Change the Law And Apply it in Retrospect? WTH?
And, since this ruling was based on this case (which occurred BEFORE changing the law and ruling that unlawful entry could NOT be resisted) isn’t it interesting that the law was applied after the fact? Since the police officer that entered the individual’s home in this case was “shoved into a door” by the owner, the court ruled, “Because we decline to recognize the right of a homeowner to reasonably resist unlawful entry, Barnes is not entitled to batter Reed, irrespective as to the legality of Reed‘s entry” and the homeowner was charged with battery of a police officer.
From the court document, “Barnes does not dispute his struggle with the officers but contests that his conduct was a lawful response to the officers‘ allegedly unlawful entry into his apartment. Because Barnes is not entitled to resist the entry of the officers, his battery on Reed was sufficient grounds for his arrest, and the uncontroverted fact that he resisted the arrest was sufficient to sustain his conviction.”
Nevermind that AT THE TIME OF THE INCIDENT the homeowner was protected by law from illegal entry by police. Let’s just ignore that.
Let’s also ignore the fact that a “shove” resulted in the homeowner being tackled and tazered by the officers that had no legal right to be in the house at that time — an event that landed Barnes in the hospital.
The No-Knock Warrant
It’s not really that much of a jump to wonder if a police officer can enter without knocking (with a warrant) and cannot be blocked entry (even if entering without one), what will happen the first time a homeowner is caught off-guard and shoots what he can only reasonably assume is a burglar/trespasser in his home.

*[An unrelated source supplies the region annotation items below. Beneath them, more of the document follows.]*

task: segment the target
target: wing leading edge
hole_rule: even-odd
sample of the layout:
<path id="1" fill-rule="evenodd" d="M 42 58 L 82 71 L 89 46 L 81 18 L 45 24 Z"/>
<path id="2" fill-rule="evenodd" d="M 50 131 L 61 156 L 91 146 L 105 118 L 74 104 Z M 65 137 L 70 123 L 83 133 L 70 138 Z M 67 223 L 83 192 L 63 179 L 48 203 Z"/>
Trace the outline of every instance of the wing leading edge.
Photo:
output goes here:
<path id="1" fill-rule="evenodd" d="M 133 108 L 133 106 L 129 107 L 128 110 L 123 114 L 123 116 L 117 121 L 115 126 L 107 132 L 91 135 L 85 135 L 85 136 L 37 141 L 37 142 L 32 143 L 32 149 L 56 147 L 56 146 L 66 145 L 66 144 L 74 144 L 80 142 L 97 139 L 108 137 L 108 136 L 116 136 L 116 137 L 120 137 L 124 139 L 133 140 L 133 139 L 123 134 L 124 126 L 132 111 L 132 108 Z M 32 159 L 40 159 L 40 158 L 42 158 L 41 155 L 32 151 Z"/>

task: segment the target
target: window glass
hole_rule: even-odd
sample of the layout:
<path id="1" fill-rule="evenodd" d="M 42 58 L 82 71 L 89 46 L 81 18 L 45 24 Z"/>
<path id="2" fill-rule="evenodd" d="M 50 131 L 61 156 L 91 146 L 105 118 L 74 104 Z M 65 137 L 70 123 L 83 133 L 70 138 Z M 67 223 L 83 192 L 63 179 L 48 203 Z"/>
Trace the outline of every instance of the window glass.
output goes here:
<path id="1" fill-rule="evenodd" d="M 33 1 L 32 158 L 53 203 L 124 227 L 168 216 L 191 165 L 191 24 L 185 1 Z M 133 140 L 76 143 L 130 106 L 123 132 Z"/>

And isn’t it ironic that the basis for the No-Knock decision was based on a case wherein the inhabitants were allegedly felons in possession of firearms? In that particular case, perhaps leaving the option to enter the dwelling without knocking first is less criminal and civil law and more Darwinian “law” or probably will be.
To learn more about those cases, view:
Lacey vs. State of Indiana
Wilkins vs. State of Indiana
It will be interesting to see how this is handled when it is (hopefully) appealed to the US Supreme Court.
Update: As of an hour after posting this, the US Supreme court OVERTURNED a Kentucky Supreme Court ruling. The state’s court ruled that entry without a warrant was unconstitutional.
In an 8-1 ruling, the US Supreme Court determined that it was NOT unconstitutional for officers, claiming to have smelled marijuana, to enter a man’s house by force, without a warrant. Read Supreme Court Case Kentucky vs. King.